Where do data breaches come from?

on December 3, 2018

I recently did a bit of research on the source of data breaches. In this post, I’ll talk a bit about my current favorite source for breach information, and a bit of what I learned.

A man in a zip-up flannel jacket holding a laptop awkwardly, wearing a mask and hat. Text over the photo reads, “Common hacker fashion”

Verizon publishes the ‘Data Breach Investigations Report’ annually

The 2018 edition of this free report by Verizon Enterprise Solutions is the 11th edition – they’ve had some practice. The reports are extremely well detailed, and shockingly, they’re even entertaining to read.

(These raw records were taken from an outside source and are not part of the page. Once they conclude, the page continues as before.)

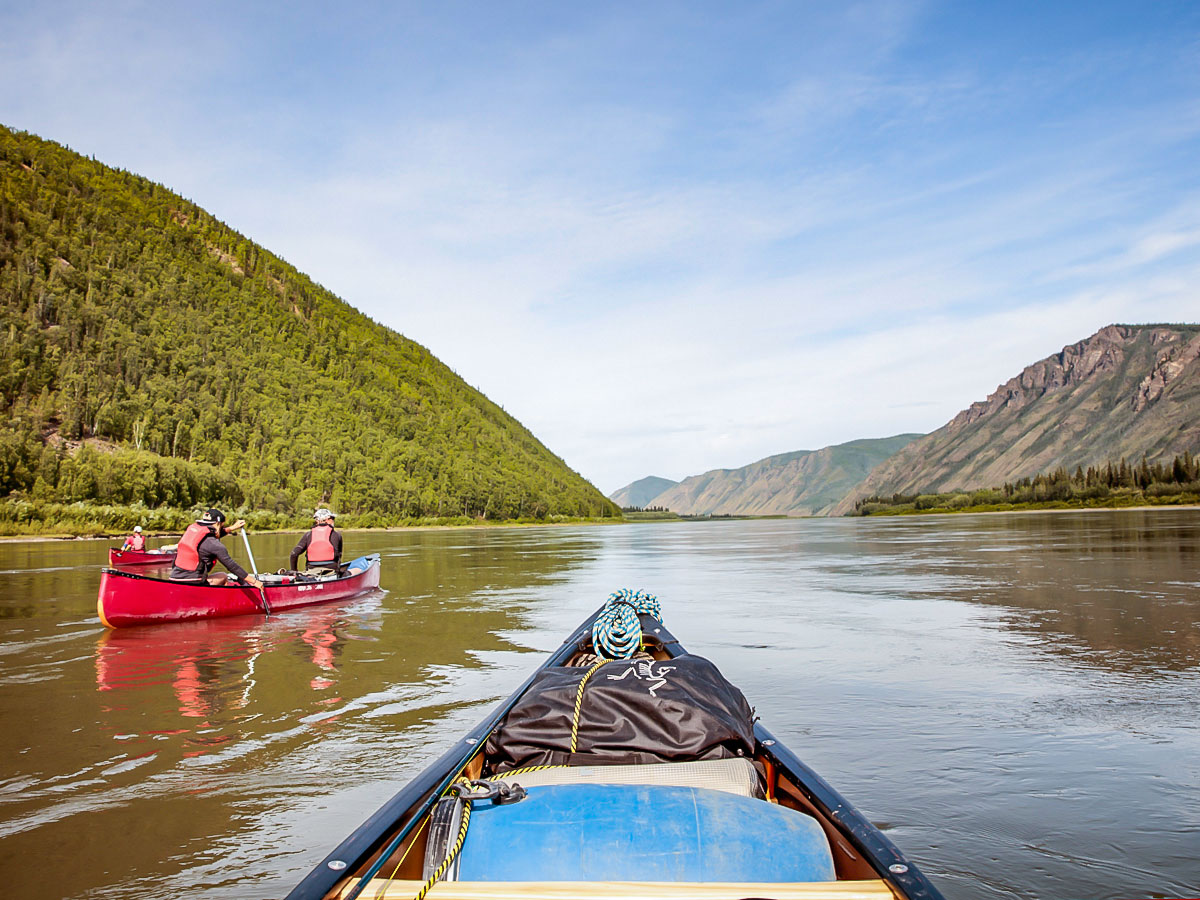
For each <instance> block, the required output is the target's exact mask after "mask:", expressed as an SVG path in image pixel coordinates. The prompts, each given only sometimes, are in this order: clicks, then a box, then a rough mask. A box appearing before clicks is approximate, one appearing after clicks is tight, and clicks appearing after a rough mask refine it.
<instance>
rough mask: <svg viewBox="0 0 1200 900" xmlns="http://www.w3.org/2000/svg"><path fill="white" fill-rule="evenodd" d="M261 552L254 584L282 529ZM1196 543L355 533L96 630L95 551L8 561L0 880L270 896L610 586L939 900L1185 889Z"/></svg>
mask: <svg viewBox="0 0 1200 900" xmlns="http://www.w3.org/2000/svg"><path fill="white" fill-rule="evenodd" d="M251 540H252V542H253V548H254V554H256V558H257V559H258V560H259V563H260V564H262V565H263V566H264V568H275V566H277V565H282V564H284V563H286V560H287V554H288V552H289V551H290V548H292V546H293V545H294V542H295V535H254V536H252V539H251ZM1198 540H1200V515H1198V514H1196V512H1194V511H1184V510H1177V511H1172V510H1163V511H1152V512H1147V514H1141V512H1122V514H1100V515H1094V514H1093V515H1086V514H1085V515H1079V516H955V517H941V518H922V520H878V521H876V520H870V521H805V522H797V521H762V522H740V523H738V522H728V523H719V522H716V523H684V524H638V526H624V527H617V528H556V529H511V530H510V529H488V530H478V532H476V530H462V532H460V530H455V532H449V530H448V532H402V533H372V534H349V535H347V552H348V553H360V552H368V551H377V552H382V553H383V572H382V575H383V582H382V587H383V590H382V592H380V593H378V594H374V595H371V596H367V598H362V599H360V600H355V601H349V602H346V604H334V605H329V606H314V607H308V608H306V610H295V611H289V612H286V613H281V614H276V616H271V617H270V618H269V619H265V618H262V617H257V616H251V617H244V618H238V619H223V620H208V622H196V623H181V624H176V625H163V626H152V628H145V629H131V630H124V631H115V632H107V631H106V630H103V629H101V628H100V626H98V624H97V619H96V614H95V599H96V587H97V582H98V566H100V565H102V564H104V562H106V559H107V547H108V544H107V542H102V541H72V542H47V544H26V545H0V686H2V690H0V720H2V722H4V724H5V727H4V728H0V865H2V866H4V870H5V872H6V875H7V876H8V887H10V892H11V893H13V894H16V895H19V896H26V895H28V896H84V895H86V896H90V898H108V896H113V898H118V896H128V895H131V894H134V893H136V894H137V895H139V896H143V898H158V896H161V898H173V896H178V895H179V892H180V887H179V886H180V884H181V883H185V884H187V893H190V895H196V896H202V898H205V899H206V900H217V899H218V898H234V896H236V898H246V896H260V898H268V896H278V895H280V894H282V893H286V890H287V889H288V887H289V886H290V884H292V883H294V882H295V881H296V880H298V878H299V877H301V876H302V874H304V872H305V871H306V869H307V868H308V866H310V865H312V864H313V863H314V862H317V860H319V859H320V857H322V856H323V854H324V853H325V852H326V851H328V850H329V847H331V846H334V845H336V844H337V841H340V840H341V839H342V838H343V836H344V835H346V834H347V833H348V832H349V830H350V829H353V828H354V827H355V826H356V824H358V823H359V822H360V821H361V820H362V818H364V817H366V816H367V815H370V814H371V812H372V811H373V810H374V809H376V808H378V805H379V804H380V803H382V802H383V800H384V799H385V798H386V797H388V796H389V794H390V793H391V792H392V791H394V790H395V788H398V787H400V785H402V784H403V782H404V781H407V780H408V778H409V776H410V775H412V774H414V773H415V770H418V769H419V768H420V767H421V766H422V764H424V763H425V762H427V761H428V760H431V758H432V757H436V756H437V755H438V754H439V752H442V751H443V750H444V749H445V746H446V742H452V740H454V739H456V738H457V737H458V736H460V734H461V733H462V732H464V731H466V730H467V728H468V727H470V726H472V725H473V724H474V722H475V721H476V720H478V719H480V718H481V716H482V715H484V714H485V713H486V712H487V709H490V708H491V706H492V704H493V703H494V701H496V700H498V698H499V697H502V696H504V695H506V694H508V692H509V691H510V690H511V689H512V688H514V686H515V685H516V684H518V683H520V682H521V680H522V679H523V678H524V676H526V674H527V673H528V671H529V670H530V668H532V667H533V666H534V665H536V662H538V661H539V660H540V656H541V653H542V652H545V650H548V649H551V648H553V647H554V646H557V643H558V641H560V640H562V637H563V636H564V635H565V634H566V631H568V630H569V629H570V628H572V626H574V625H575V624H577V622H578V620H580V619H582V617H583V616H584V614H586V613H587V612H589V611H590V610H592V608H594V607H595V605H596V604H599V602H600V601H601V600H602V599H604V598H605V596H606V595H607V594H608V593H610V592H611V590H613V589H616V588H618V587H623V586H629V587H635V588H646V589H649V590H652V592H654V593H658V594H659V595H660V596H661V599H662V604H664V610H665V612H666V616H667V624H668V625H670V626H671V629H672V631H674V632H676V634H677V636H679V637H680V640H682V641H683V642H684V644H685V646H688V647H689V648H690V649H692V650H695V652H698V653H702V654H704V655H708V656H710V658H712V659H714V661H716V662H718V665H720V666H721V668H722V671H725V672H726V674H727V676H728V677H730V678H731V679H732V680H734V683H737V684H738V685H739V686H740V688H742V689H743V690H744V691H745V692H746V695H748V697H750V700H751V702H752V703H754V704H755V706H756V707H757V708H758V712H760V714H761V715H762V716H763V719H764V720H766V721H767V722H768V725H769V726H770V727H772V728H773V730H774V731H775V732H776V733H779V734H780V737H781V738H784V739H785V740H786V742H787V743H788V745H790V746H792V748H793V749H794V750H797V752H799V754H800V755H802V757H803V758H805V761H808V762H809V763H811V764H812V766H814V767H815V768H816V769H817V770H818V772H821V773H822V774H823V775H826V776H827V778H828V779H829V780H830V781H832V782H833V784H834V785H835V786H836V787H838V788H839V790H841V791H842V792H844V793H846V794H847V797H848V798H850V799H851V800H852V802H853V803H856V804H857V805H859V806H860V808H862V809H863V810H864V812H866V815H869V816H872V817H875V818H877V820H880V821H882V822H884V823H886V824H887V827H888V828H889V829H890V834H892V836H893V838H894V839H895V840H896V841H898V844H900V845H901V846H902V847H904V848H905V850H906V851H907V852H908V853H911V854H912V856H913V857H914V858H916V859H917V862H919V863H920V864H923V866H924V868H925V869H926V870H929V871H931V872H932V874H934V875H935V876H936V878H937V880H938V883H940V884H941V886H942V887H943V888H946V890H947V894H948V896H958V898H972V899H976V900H983V898H988V896H997V895H1012V896H1031V898H1032V896H1051V895H1055V896H1084V895H1087V896H1134V895H1147V896H1148V895H1152V892H1151V890H1150V887H1151V886H1160V887H1162V890H1160V892H1159V893H1162V892H1166V890H1174V892H1175V893H1176V895H1180V894H1182V893H1183V889H1182V887H1181V886H1187V884H1189V883H1190V884H1193V886H1194V883H1195V877H1194V876H1195V865H1194V859H1195V858H1198V857H1200V820H1198V818H1196V814H1195V811H1196V810H1198V809H1200V774H1198V772H1196V769H1195V766H1194V763H1193V762H1192V761H1193V760H1194V758H1198V756H1200V737H1198V727H1196V721H1200V691H1198V690H1196V682H1198V678H1200V647H1198V632H1200V624H1198V623H1200V586H1198V581H1200V578H1198V568H1196V563H1198V552H1200V551H1198ZM230 550H232V551H233V552H234V554H235V556H236V554H238V552H239V551H240V550H241V548H240V547H239V546H236V545H235V546H232V547H230ZM112 835H120V839H121V844H120V847H121V850H120V860H119V865H116V864H114V862H113V860H114V856H113V846H114V844H113V838H112ZM61 847H71V848H72V851H71V853H60V852H59V848H61ZM47 858H53V859H55V865H54V866H49V868H47V866H29V865H26V864H25V860H28V859H47ZM1105 859H1106V860H1109V862H1108V863H1104V860H1105ZM1111 860H1122V863H1121V865H1123V864H1124V860H1136V864H1138V866H1139V871H1132V870H1128V871H1126V872H1124V874H1122V872H1121V871H1115V870H1114V864H1112V862H1111ZM1116 868H1117V869H1120V868H1121V866H1120V865H1117V866H1116Z"/></svg>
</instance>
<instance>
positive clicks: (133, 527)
mask: <svg viewBox="0 0 1200 900" xmlns="http://www.w3.org/2000/svg"><path fill="white" fill-rule="evenodd" d="M145 548H146V539H145V536H144V535H143V534H142V526H133V534H131V535H130V536H128V538H126V539H125V544H122V545H121V550H138V551H142V550H145Z"/></svg>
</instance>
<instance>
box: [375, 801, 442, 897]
mask: <svg viewBox="0 0 1200 900" xmlns="http://www.w3.org/2000/svg"><path fill="white" fill-rule="evenodd" d="M431 816H432V814H431ZM431 816H426V817H425V820H424V821H422V822H421V824H420V827H419V828H418V829H416V834H414V835H413V840H410V841H409V842H408V848H407V850H406V851H404V856H402V857H401V858H400V862H398V863H396V868H395V869H392V870H391V875H389V876H388V877H386V878H384V880H383V886H382V888H380V889H382V890H386V889H388V882H390V881H391V880H392V878H395V877H396V872H398V871H400V866H402V865H403V864H404V860H406V859H408V854H409V853H412V852H413V847H415V846H416V839H418V838H420V836H421V832H422V830H425V826H427V824H428V823H430V818H431ZM376 896H378V894H376Z"/></svg>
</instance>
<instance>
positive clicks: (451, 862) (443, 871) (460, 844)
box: [413, 800, 470, 900]
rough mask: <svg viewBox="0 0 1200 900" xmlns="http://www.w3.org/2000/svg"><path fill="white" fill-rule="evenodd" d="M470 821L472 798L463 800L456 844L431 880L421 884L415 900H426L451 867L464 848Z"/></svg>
mask: <svg viewBox="0 0 1200 900" xmlns="http://www.w3.org/2000/svg"><path fill="white" fill-rule="evenodd" d="M469 822H470V800H463V808H462V824H460V826H458V836H457V838H455V841H454V846H452V847H450V852H449V853H446V858H445V859H443V860H442V865H439V866H438V868H437V871H436V872H433V875H431V876H430V880H428V881H427V882H425V883H424V884H422V886H421V889H420V890H419V892H416V896H415V898H413V900H425V895H426V894H428V893H430V888H432V887H433V886H434V884H437V882H438V878H440V877H442V876H443V875H444V874H445V870H446V869H449V868H450V863H452V862H454V858H455V857H456V856H458V851H461V850H462V842H463V841H464V840H467V823H469Z"/></svg>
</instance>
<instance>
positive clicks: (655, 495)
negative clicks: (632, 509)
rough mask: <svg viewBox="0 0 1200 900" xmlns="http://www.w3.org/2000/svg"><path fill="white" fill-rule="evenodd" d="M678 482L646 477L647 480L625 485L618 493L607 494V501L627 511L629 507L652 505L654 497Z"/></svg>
mask: <svg viewBox="0 0 1200 900" xmlns="http://www.w3.org/2000/svg"><path fill="white" fill-rule="evenodd" d="M677 484H679V482H678V481H672V480H671V479H668V478H659V476H658V475H648V476H647V478H643V479H638V480H637V481H635V482H634V484H631V485H625V486H624V487H622V488H620V490H619V491H613V492H612V493H611V494H608V499H610V500H612V502H613V503H616V504H617V505H618V506H620V508H622V509H629V508H630V506H637V508H643V506H650V505H653V504H652V503H650V502H652V500H653V499H654V498H655V497H658V496H659V494H660V493H662V492H664V491H666V490H667V488H668V487H674V486H676V485H677Z"/></svg>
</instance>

The reports don’t claim to discover all data breaches. After all, not all data breaches are discovered, and those that are discovered aren’t necessarily reported.

2,216 breaches, analyzed

The 2018 report covers 53,000 incidents, defined as “a security event that compromises the integrity, confidentiality or availability of an information asset”.

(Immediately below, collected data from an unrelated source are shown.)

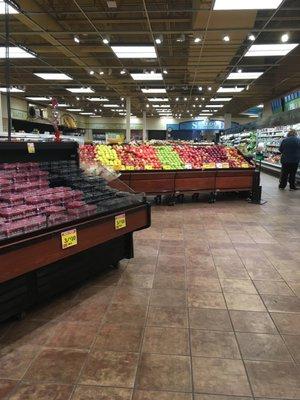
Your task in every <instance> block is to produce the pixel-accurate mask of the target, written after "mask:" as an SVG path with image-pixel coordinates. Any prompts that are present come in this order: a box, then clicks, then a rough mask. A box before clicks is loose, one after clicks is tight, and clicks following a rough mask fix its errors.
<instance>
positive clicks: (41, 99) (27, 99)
mask: <svg viewBox="0 0 300 400" xmlns="http://www.w3.org/2000/svg"><path fill="white" fill-rule="evenodd" d="M26 99H27V100H32V101H50V100H51V99H50V98H49V97H42V96H30V97H26Z"/></svg>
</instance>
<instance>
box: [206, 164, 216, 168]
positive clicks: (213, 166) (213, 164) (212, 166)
mask: <svg viewBox="0 0 300 400" xmlns="http://www.w3.org/2000/svg"><path fill="white" fill-rule="evenodd" d="M213 168H216V164H215V163H204V164H203V169H213Z"/></svg>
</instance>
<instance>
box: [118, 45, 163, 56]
mask: <svg viewBox="0 0 300 400" xmlns="http://www.w3.org/2000/svg"><path fill="white" fill-rule="evenodd" d="M111 49H112V51H113V52H114V53H115V55H116V56H117V57H118V58H157V55H156V51H155V47H154V46H111Z"/></svg>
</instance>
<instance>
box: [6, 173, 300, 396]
mask: <svg viewBox="0 0 300 400" xmlns="http://www.w3.org/2000/svg"><path fill="white" fill-rule="evenodd" d="M263 183H264V190H265V191H264V199H265V200H267V201H268V202H267V204H265V205H264V206H256V205H251V204H248V203H247V202H245V201H240V200H236V201H235V200H228V201H220V202H217V203H215V204H213V205H212V204H207V203H190V204H183V205H176V206H175V207H164V206H159V207H153V224H152V227H151V228H150V229H148V230H146V231H141V232H139V233H137V234H136V236H135V255H136V257H135V259H133V260H130V261H129V262H123V263H122V266H121V268H120V270H119V271H109V272H107V273H105V274H102V275H101V276H99V277H97V278H96V279H94V280H92V281H90V282H89V283H87V284H85V285H84V286H83V287H81V288H79V289H78V288H77V289H74V291H72V292H69V293H67V294H65V295H64V296H62V297H60V298H58V299H56V300H55V301H52V302H51V303H49V304H48V305H45V306H42V307H39V308H38V309H36V310H33V311H32V312H30V313H29V314H28V315H27V317H26V319H25V320H23V321H21V322H13V323H10V324H4V325H2V326H1V327H0V399H13V400H24V399H30V400H32V399H34V400H54V399H55V400H67V399H72V400H92V399H93V400H94V399H95V400H96V399H97V400H108V399H109V400H129V399H133V400H152V399H153V400H154V399H155V400H191V399H195V400H210V399H211V400H216V399H218V400H219V399H222V400H225V399H228V400H229V399H230V398H231V399H232V398H233V397H222V398H221V397H218V398H217V397H213V396H212V395H216V394H217V395H225V396H240V397H245V398H251V397H255V398H279V399H300V261H299V260H300V246H299V243H300V193H298V192H297V193H296V192H289V191H285V192H279V190H278V189H277V181H276V180H275V179H274V178H272V177H269V176H264V177H263Z"/></svg>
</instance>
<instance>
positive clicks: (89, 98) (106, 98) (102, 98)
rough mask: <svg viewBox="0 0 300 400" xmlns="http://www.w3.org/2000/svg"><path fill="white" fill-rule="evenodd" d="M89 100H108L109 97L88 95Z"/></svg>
mask: <svg viewBox="0 0 300 400" xmlns="http://www.w3.org/2000/svg"><path fill="white" fill-rule="evenodd" d="M87 100H88V101H101V102H103V101H108V99H107V98H106V97H88V98H87Z"/></svg>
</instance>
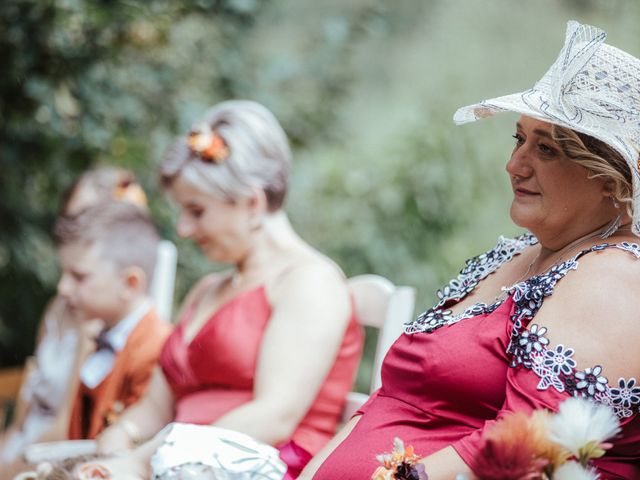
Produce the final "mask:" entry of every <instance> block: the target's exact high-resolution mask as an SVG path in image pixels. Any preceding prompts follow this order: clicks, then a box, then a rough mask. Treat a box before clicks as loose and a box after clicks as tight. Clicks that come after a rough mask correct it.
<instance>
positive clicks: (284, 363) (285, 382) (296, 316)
mask: <svg viewBox="0 0 640 480" xmlns="http://www.w3.org/2000/svg"><path fill="white" fill-rule="evenodd" d="M268 295H269V301H270V304H271V307H272V316H271V319H270V320H269V324H268V326H267V329H266V331H265V334H264V338H263V341H262V345H261V347H260V355H259V358H258V365H257V368H256V379H255V383H254V399H253V400H252V401H250V402H248V403H245V404H244V405H242V406H240V407H238V408H236V409H235V410H233V411H231V412H229V413H227V414H226V415H224V416H223V417H222V418H220V419H219V420H218V421H216V422H215V425H216V426H219V427H224V428H229V429H232V430H237V431H240V432H243V433H246V434H248V435H251V436H252V437H254V438H256V439H258V440H261V441H263V442H265V443H269V444H271V445H277V444H278V443H281V442H283V441H286V440H288V439H290V438H291V435H292V434H293V432H294V430H295V429H296V427H297V426H298V424H299V423H300V421H301V420H302V418H303V417H304V415H305V414H306V412H307V411H308V410H309V408H310V407H311V404H312V403H313V401H314V399H315V397H316V395H317V394H318V391H319V390H320V388H321V386H322V383H323V381H324V379H325V378H326V376H327V374H328V372H329V370H330V369H331V367H332V366H333V362H334V359H335V358H336V356H337V353H338V350H339V347H340V344H341V343H342V339H343V336H344V333H345V331H346V328H347V325H348V322H349V318H350V316H351V305H350V301H349V295H348V292H347V288H346V285H345V282H344V279H343V278H342V277H341V275H340V273H339V272H338V271H337V270H336V269H335V268H334V267H333V266H331V265H329V264H328V263H327V264H325V263H319V262H317V263H316V264H313V265H310V266H304V267H299V268H297V269H295V270H294V271H291V272H289V273H287V274H286V275H285V276H284V277H283V278H282V279H281V280H280V282H279V283H278V284H277V285H274V286H272V287H270V289H269V291H268Z"/></svg>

It also covers 2,216 breaches, which are defined as “an incident that results in the confirmed disclosure – not just potential exposure – of data to an unauthorized party.”

These numbers (and the screenshots I’m sharing below), do NOT include breach data involving botnets. 43,000 “successful accesses via stolen credentials” associated with botnets are handled in a special insights section of the report.

Are data breaches caused mainly by insiders or outsiders?

A colleague of mine mentioned that he’d recently seen some numbers suggesting that data breaches were mainly perpetuated by insiders to an organization – but he hadn’t been able to track down the source of those figures or substantiating data. With the number of data breaches we see these days, that’s a pretty dark view of employee-employer relationships!

Here’s what the Verizon report shows in terms of who is behind the breaches:

A screenshot from the Verizon Data Breach Investigations Report 2018, showing 73% perpetuated by outsiders, 28% involving internal actors, 2% involving partners, 2% featuring multiple parties, 50% carried out by organized criminal groups, 12% involved actors identified as nation-state or state-affiliated

2018 Data Breach Investigations Report, 11th Edition, Verizon, page 5

These figures are regarding those confirmed data breaches, not all security incidents. While 28% involve internal actors, the bulk of data breaches are coming from people outside the organization, finding their way in by using malware or social attacks, or by exploiting vulnerabilities created due to errors.

Who can a database administrator trust?

For those internal actors involved in data breaches, my first thought was, “Well, so WHO WAS IT?”

That’s answered a couple pages later. While the exact internal actors weren’t found for all of the reported data breaches, analysis was done for 277 data breaches:

A screenshot from the Verizon Data Breach Investigations Report 2018, showing internal actors: 72 system admin, 62 end user, 62 other, 32 doctor or nurse, 15 developer, 9 manager, 8 executives

2018 Data Breach Investigations Report, 11th Edition, Verizon, page 9

As much as database administrators like to focus on denying permissions to developers for production, developers were much less likely to be involved in data breaches than system admins.

And who exactly are system admins?

Well, I’m guessing that includes… the DBAs.

Awkward.

This is remarkable given that you don’t need production access to cause a data breach

It’s a pretty normal practice in an Enterprise to make copies of production data for use in internal environments. Copies of data are used by analysts, developers, product managers, marketing professionals, and more.

Redgate’s 2018 State of Database DevOps Report found that 67% of respondents use production data in development, test, or QA Environments, and that 58% of respondents reported that production data should be masked when in use in these environments:

The 2018 State of Database Devops, Redgate, p12

There are good reasons that production data is spread around like this: performance is extremely difficult to predict using data that doesn’t have a very similar distribution and similar size to production data.

But after many years of working in IT, I know that most often this data is not modified or masked after being duplicated. These environments tend to be far less secure than production environments, and they are a very rich target for data breaches – even if it’s not the developers themselves intentionally causing the data breach.

The rise of malware and social attacks means that all environments in our company can the the source of a data breach.